福島の子供被ばくが心配

  • 2011/04/30(土) 19:59:47

今日、小佐古内閣参与の辞任の記者会見の模様をテレビで見ていたら、涙をポロリと出された。福島の子供に年間20シーベルトまで許容(この量は今回の事故の起こる前の日本における放射線従事者の年間許容量であり、現在もアメリカでの原発作業者の基準)したことへの無念さがにじみでているように受け取れた。
詳しいことは報道されなかったので、自分で概念的に試算したところ原爆作業従事者の年間被ばく量の100ミリシーベルトは外部被ばくであり、福島の子供たちの受けるのは内部被ばくと外部被ばくの合計であり、20ミリシーベルトの環境はそれに匹敵するくらいの過酷な環境(下記)ではないかと思った。子供と大人間の感受性の差が3倍くらいあることを考慮すれば逆転してしまっている可能性が高いと思う。
このような事情にも関わらず、子供への本指針がなぜ認められたのか調べたら原子力安全委員会の答申に基づいて行われたとのことだった。それで委員名を調べたら5名の委員の中に一人、小佐古教授と同じ、放射線の専門家医がいた。それなのにどうしてこのようになってしたのかその経緯を知りたいと思った。議事録を是非公開していただきたく切望する次第である。

上記の文を書いたところで、原爆作業従事者と福島の子供たちの被ばく量を大ざっぱにも試算しようとしたが、不明な点が多すぎて諦めました。それにベクレルからシーベルトの換算のとき、私の目的は1年間の影響だけで良いのになぜ、なぜ50年先までも影響をみるのかわからなかった。いずれにしても内部被ばくの影響という点に関してはまだまだ学問的にも未完成なところが多いように思った。

●原爆作業従事者(飲料、食事には放射線汚染なく、防護服、防塵マスク使用よって内部被ばくはないと仮定)―――――― 外部被ばくのみで100ミリシーベルト/年

●福島の比較的高度汚染地域の子供―――外部被ばく20ミリシーベルト/年⇒
年齢的な感度差を3倍とする---60mSv
1. 消化管より吸収
前提:
      ▼ヨウ素は物理的半減期が8日と短いので計算にいれない、
▼ セシウムは物理的半減期30年なので減衰なしと仮定、生物的半減期110日なので    
      考         ▼セシウム(飲料水、食事など口から入るもの全部で1kg、200Bqと仮定
▼  最高濃度は不明だが1日摂取量の50倍の濃度までと仮定。
               平均200Bqx50(50日後にこの値に達する)x(365-50)
               =3150000Bq
=−
2.粒子に付着したセシウムが肺に沈着。
小さな子供は地表面から舞い上がる土埃を吸いこみ易い。
   2,3μ以上の粒子は気道にある腺毛運動により逆行性に喉まで送られる痰ででるかまたは嚥下により胃に行く。

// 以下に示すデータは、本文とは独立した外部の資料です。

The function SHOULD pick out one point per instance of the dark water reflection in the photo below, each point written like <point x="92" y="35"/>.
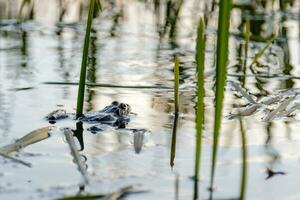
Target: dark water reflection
<point x="133" y="43"/>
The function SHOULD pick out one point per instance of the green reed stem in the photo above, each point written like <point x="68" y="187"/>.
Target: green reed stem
<point x="176" y="84"/>
<point x="200" y="59"/>
<point x="81" y="89"/>
<point x="244" y="165"/>
<point x="247" y="37"/>
<point x="221" y="65"/>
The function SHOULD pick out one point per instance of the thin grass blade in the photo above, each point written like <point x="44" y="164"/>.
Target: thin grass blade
<point x="200" y="60"/>
<point x="81" y="89"/>
<point x="176" y="84"/>
<point x="244" y="158"/>
<point x="221" y="65"/>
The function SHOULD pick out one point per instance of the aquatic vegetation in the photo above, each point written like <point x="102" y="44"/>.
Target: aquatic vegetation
<point x="173" y="141"/>
<point x="200" y="60"/>
<point x="131" y="54"/>
<point x="221" y="65"/>
<point x="176" y="85"/>
<point x="244" y="161"/>
<point x="81" y="89"/>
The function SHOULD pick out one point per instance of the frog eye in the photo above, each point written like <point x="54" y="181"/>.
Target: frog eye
<point x="122" y="105"/>
<point x="115" y="103"/>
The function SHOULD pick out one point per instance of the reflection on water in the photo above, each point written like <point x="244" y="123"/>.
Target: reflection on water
<point x="134" y="43"/>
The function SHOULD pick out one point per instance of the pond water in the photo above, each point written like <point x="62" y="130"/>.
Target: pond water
<point x="129" y="49"/>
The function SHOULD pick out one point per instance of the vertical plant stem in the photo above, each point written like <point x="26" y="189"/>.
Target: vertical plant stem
<point x="247" y="36"/>
<point x="173" y="142"/>
<point x="244" y="165"/>
<point x="176" y="84"/>
<point x="200" y="59"/>
<point x="81" y="89"/>
<point x="222" y="56"/>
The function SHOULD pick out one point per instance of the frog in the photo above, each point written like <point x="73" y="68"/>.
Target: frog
<point x="114" y="115"/>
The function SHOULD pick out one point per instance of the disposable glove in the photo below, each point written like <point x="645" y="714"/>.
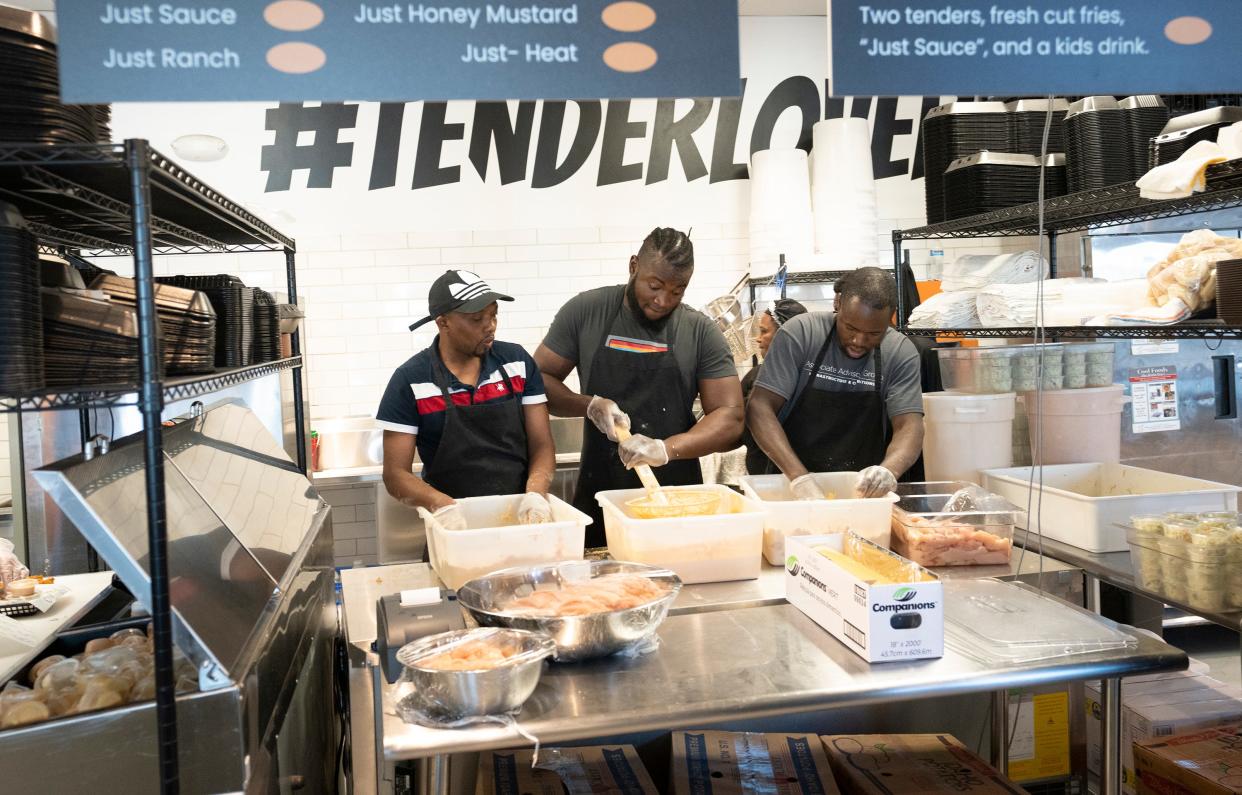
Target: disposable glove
<point x="10" y="568"/>
<point x="805" y="488"/>
<point x="641" y="449"/>
<point x="874" y="482"/>
<point x="606" y="415"/>
<point x="450" y="517"/>
<point x="534" y="509"/>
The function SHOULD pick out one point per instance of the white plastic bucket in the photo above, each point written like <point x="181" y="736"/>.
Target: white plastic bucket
<point x="1077" y="425"/>
<point x="964" y="434"/>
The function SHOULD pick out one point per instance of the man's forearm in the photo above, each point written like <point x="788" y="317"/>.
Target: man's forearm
<point x="770" y="436"/>
<point x="563" y="401"/>
<point x="903" y="449"/>
<point x="716" y="432"/>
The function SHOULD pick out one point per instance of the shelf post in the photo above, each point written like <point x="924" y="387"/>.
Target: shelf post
<point x="296" y="347"/>
<point x="150" y="399"/>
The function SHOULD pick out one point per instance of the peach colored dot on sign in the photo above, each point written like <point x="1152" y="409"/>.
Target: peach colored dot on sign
<point x="630" y="56"/>
<point x="1189" y="30"/>
<point x="296" y="57"/>
<point x="629" y="16"/>
<point x="293" y="15"/>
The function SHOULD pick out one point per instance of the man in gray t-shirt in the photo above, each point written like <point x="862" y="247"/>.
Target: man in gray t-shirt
<point x="819" y="405"/>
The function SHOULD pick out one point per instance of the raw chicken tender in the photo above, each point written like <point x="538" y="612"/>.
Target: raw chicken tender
<point x="945" y="543"/>
<point x="470" y="656"/>
<point x="602" y="594"/>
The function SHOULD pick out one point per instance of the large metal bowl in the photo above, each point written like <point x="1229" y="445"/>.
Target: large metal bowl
<point x="578" y="637"/>
<point x="455" y="695"/>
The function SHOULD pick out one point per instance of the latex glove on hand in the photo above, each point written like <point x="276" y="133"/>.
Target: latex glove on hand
<point x="606" y="416"/>
<point x="640" y="449"/>
<point x="874" y="482"/>
<point x="450" y="517"/>
<point x="805" y="488"/>
<point x="534" y="508"/>
<point x="10" y="567"/>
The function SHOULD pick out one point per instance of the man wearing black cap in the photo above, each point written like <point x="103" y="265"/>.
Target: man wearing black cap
<point x="473" y="408"/>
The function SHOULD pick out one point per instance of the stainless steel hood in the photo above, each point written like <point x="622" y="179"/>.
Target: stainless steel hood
<point x="237" y="508"/>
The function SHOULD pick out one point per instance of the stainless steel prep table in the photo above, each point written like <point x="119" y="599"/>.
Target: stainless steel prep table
<point x="703" y="673"/>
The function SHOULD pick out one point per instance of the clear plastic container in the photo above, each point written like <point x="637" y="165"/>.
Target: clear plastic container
<point x="494" y="540"/>
<point x="727" y="545"/>
<point x="1196" y="569"/>
<point x="932" y="537"/>
<point x="838" y="513"/>
<point x="1014" y="624"/>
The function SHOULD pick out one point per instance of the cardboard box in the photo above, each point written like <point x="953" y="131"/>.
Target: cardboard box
<point x="743" y="763"/>
<point x="911" y="764"/>
<point x="879" y="622"/>
<point x="1189" y="704"/>
<point x="1205" y="763"/>
<point x="586" y="770"/>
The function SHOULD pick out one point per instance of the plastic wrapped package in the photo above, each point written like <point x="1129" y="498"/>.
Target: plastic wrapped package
<point x="1189" y="272"/>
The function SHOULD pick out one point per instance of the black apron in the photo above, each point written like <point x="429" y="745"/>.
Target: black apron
<point x="483" y="449"/>
<point x="648" y="388"/>
<point x="838" y="431"/>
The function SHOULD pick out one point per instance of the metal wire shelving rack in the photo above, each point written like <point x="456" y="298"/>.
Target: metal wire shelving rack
<point x="1107" y="206"/>
<point x="127" y="199"/>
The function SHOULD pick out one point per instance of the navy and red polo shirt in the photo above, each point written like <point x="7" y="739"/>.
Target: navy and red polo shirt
<point x="412" y="403"/>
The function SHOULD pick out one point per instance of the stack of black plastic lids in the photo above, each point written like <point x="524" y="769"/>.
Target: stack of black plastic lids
<point x="267" y="328"/>
<point x="956" y="131"/>
<point x="1027" y="119"/>
<point x="30" y="106"/>
<point x="1183" y="132"/>
<point x="88" y="340"/>
<point x="235" y="314"/>
<point x="994" y="180"/>
<point x="1096" y="144"/>
<point x="21" y="331"/>
<point x="1145" y="118"/>
<point x="186" y="322"/>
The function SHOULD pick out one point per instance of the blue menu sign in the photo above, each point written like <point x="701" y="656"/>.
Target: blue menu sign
<point x="1001" y="47"/>
<point x="333" y="50"/>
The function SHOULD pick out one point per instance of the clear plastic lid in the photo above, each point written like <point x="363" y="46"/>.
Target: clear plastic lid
<point x="1010" y="622"/>
<point x="485" y="649"/>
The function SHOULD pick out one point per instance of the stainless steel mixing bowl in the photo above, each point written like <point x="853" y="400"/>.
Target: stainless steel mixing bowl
<point x="578" y="637"/>
<point x="455" y="695"/>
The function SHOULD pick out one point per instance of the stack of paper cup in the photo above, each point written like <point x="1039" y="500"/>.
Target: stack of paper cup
<point x="781" y="221"/>
<point x="843" y="194"/>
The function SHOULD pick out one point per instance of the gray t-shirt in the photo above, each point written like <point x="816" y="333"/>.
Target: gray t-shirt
<point x="797" y="343"/>
<point x="581" y="323"/>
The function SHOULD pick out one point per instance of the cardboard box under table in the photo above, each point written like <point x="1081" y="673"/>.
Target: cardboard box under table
<point x="878" y="622"/>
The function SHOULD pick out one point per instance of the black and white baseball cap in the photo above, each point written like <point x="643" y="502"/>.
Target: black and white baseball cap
<point x="458" y="291"/>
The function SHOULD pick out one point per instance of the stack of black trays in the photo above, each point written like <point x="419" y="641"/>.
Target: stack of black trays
<point x="21" y="331"/>
<point x="267" y="328"/>
<point x="88" y="342"/>
<point x="1145" y="118"/>
<point x="994" y="180"/>
<point x="1096" y="144"/>
<point x="30" y="106"/>
<point x="956" y="131"/>
<point x="1027" y="118"/>
<point x="1184" y="132"/>
<point x="186" y="319"/>
<point x="235" y="314"/>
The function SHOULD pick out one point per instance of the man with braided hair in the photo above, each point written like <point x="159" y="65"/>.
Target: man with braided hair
<point x="642" y="358"/>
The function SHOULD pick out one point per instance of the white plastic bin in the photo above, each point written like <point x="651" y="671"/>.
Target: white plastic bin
<point x="964" y="434"/>
<point x="494" y="540"/>
<point x="871" y="518"/>
<point x="724" y="545"/>
<point x="1077" y="425"/>
<point x="1084" y="503"/>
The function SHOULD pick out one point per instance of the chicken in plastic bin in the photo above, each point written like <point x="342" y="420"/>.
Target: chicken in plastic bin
<point x="10" y="567"/>
<point x="1189" y="272"/>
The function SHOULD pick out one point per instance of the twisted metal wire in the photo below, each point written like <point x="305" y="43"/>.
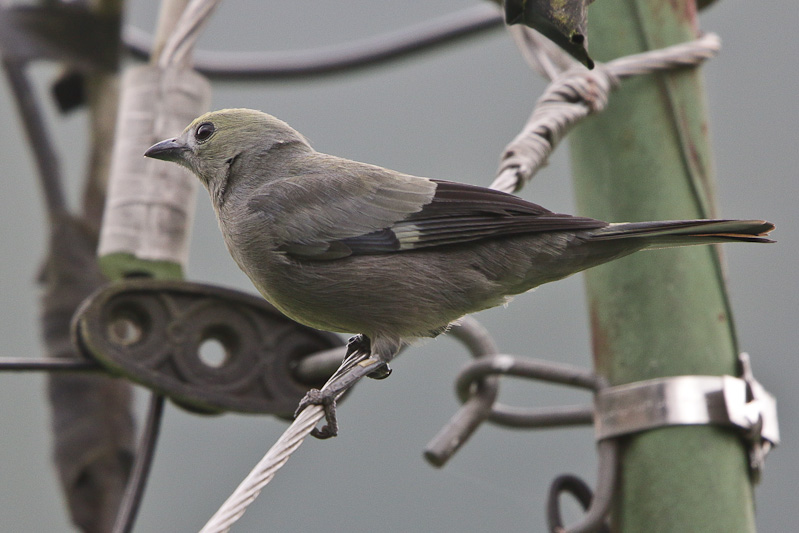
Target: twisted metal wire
<point x="575" y="93"/>
<point x="335" y="58"/>
<point x="235" y="506"/>
<point x="469" y="331"/>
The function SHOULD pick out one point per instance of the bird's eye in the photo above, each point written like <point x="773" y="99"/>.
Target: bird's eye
<point x="204" y="131"/>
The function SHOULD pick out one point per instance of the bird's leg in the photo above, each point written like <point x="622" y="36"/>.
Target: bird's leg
<point x="362" y="343"/>
<point x="357" y="364"/>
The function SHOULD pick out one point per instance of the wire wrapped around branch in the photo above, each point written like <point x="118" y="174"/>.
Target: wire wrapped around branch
<point x="576" y="93"/>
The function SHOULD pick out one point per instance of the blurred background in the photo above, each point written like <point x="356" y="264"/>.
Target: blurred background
<point x="445" y="114"/>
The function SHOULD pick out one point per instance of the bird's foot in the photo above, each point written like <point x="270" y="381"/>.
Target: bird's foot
<point x="381" y="372"/>
<point x="327" y="399"/>
<point x="350" y="372"/>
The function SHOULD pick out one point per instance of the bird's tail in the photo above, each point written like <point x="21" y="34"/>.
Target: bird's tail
<point x="670" y="233"/>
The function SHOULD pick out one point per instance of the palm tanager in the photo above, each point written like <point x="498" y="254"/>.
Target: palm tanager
<point x="345" y="246"/>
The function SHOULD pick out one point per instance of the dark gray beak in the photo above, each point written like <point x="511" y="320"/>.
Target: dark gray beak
<point x="168" y="150"/>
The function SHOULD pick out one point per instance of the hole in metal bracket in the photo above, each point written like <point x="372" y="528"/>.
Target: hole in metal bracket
<point x="218" y="346"/>
<point x="127" y="325"/>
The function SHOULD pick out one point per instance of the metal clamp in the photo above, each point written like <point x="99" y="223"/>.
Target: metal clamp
<point x="687" y="400"/>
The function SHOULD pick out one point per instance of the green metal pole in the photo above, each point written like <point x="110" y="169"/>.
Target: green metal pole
<point x="664" y="312"/>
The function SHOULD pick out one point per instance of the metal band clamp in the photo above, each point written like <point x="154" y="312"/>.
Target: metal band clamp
<point x="741" y="402"/>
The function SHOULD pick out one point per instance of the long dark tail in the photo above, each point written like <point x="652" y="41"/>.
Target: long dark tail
<point x="670" y="233"/>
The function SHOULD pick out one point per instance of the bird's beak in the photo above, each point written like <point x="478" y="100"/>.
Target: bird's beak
<point x="168" y="150"/>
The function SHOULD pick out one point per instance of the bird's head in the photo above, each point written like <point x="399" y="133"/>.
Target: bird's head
<point x="213" y="142"/>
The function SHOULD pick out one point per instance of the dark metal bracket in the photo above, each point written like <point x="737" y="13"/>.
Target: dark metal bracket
<point x="153" y="332"/>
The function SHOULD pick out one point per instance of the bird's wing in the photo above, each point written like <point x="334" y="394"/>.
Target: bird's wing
<point x="384" y="212"/>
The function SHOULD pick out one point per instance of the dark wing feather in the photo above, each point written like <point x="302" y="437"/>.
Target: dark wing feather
<point x="460" y="213"/>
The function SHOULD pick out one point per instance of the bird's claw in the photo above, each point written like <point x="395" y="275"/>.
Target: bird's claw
<point x="381" y="372"/>
<point x="327" y="400"/>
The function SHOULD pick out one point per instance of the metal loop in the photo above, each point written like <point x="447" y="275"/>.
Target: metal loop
<point x="533" y="369"/>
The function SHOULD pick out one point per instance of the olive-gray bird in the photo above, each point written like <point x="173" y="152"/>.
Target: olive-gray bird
<point x="345" y="246"/>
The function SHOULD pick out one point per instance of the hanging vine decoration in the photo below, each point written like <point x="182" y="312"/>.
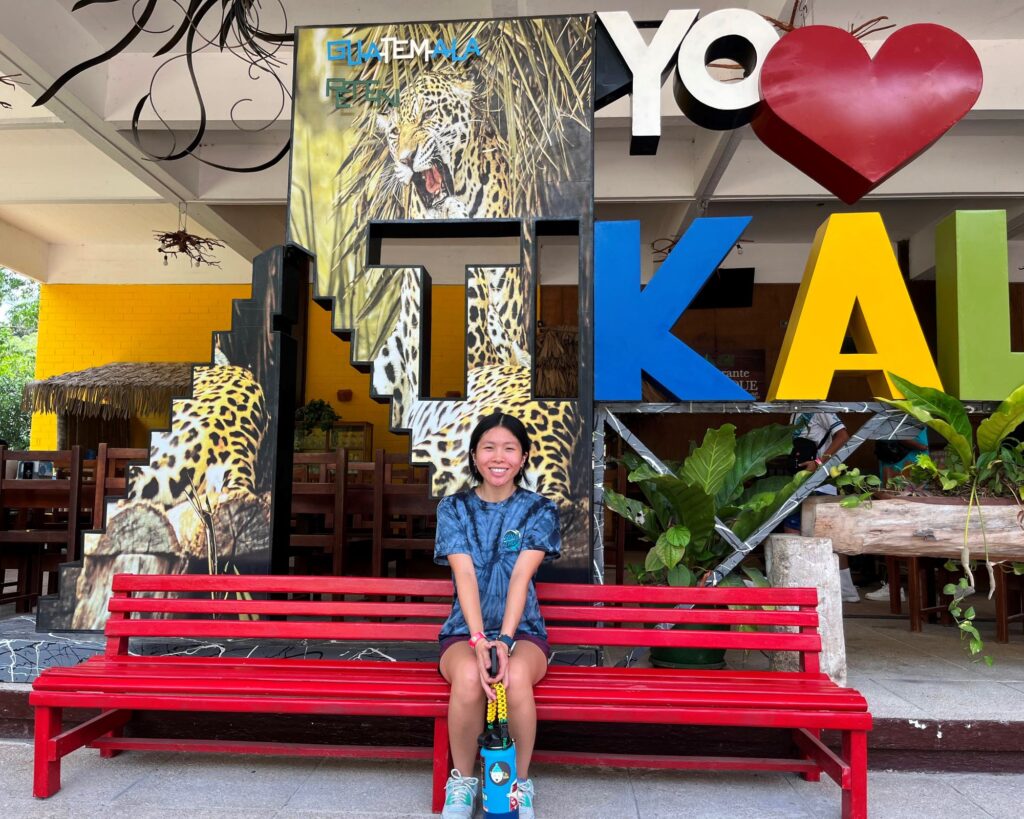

1μ以下では肺胞に沈着しそこに長期間そこにとどまり放射線障害を起こす。

以上定量的にはうまく試算できなかった一因は内部被ばくの問題は個々のケースごとにそれぞれ違いが大き過ぎて膨大なデータがなければ解析できない。
今回のケースから10年後に内部被ばくに関する膨大なデータ集積されるように思う。しかし、それでは何も知らない子供達があまりにもかわいそうである。